ジュリアン・ムーアは、たいして美人でもなく、「ハンニバル」では、演技力も存在感もジョディ・フォスターには全く及ばないことを見せてしまったが、「エデンより彼方に」では、上流社会の悩める奥様を見事に演じて、実力派女優の仲間入りをはたした。
本作品も、「エデンより彼方に」と同じく上流社会の奥様であるが、「異常度」は、増している。
表面的にみると夫の家族を省みない性格が一番目立ってしまうけれども、内面的には、ジュリアン演じる奥様の度を越した性格が家族崩壊の根源になっているのがわかる。「母は婉曲的に表現することの達人で」と紹介されるが、上品な奥様の内部に潜むのは、息子への執着的ともいえる愛と、快楽主義だ。それらが、年を経るごとに、表面化してくるのだれど、皮肉なことに、それをまず、表にだしていくのは、息子であることに、この作品が複雑で奇妙な感覚にさせることがある。
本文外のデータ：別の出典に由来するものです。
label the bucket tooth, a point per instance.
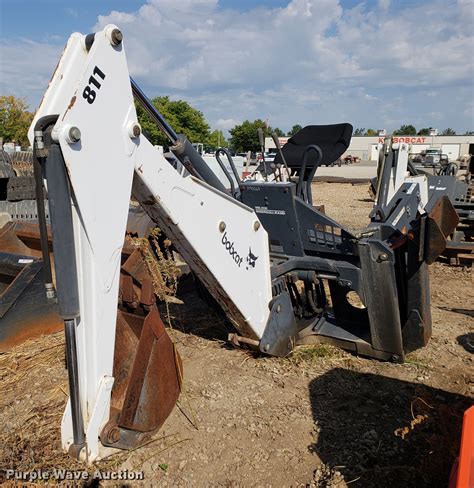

実話ということだけど、いったいどこまでが実話なのだろうかと思ってしまう。作品終了のエンドロールの前に、この後息子がどうなったかがでてくるけれど、それはそれで、ショッキングだ。息子の異常性は本当に家族のせいだけだったのだろうか?
いずれにせよ、邦題の「美しすぎる母」ってどうにかしてほしい。近親相姦だけをあおっているようで作品に対する理解が感じられない。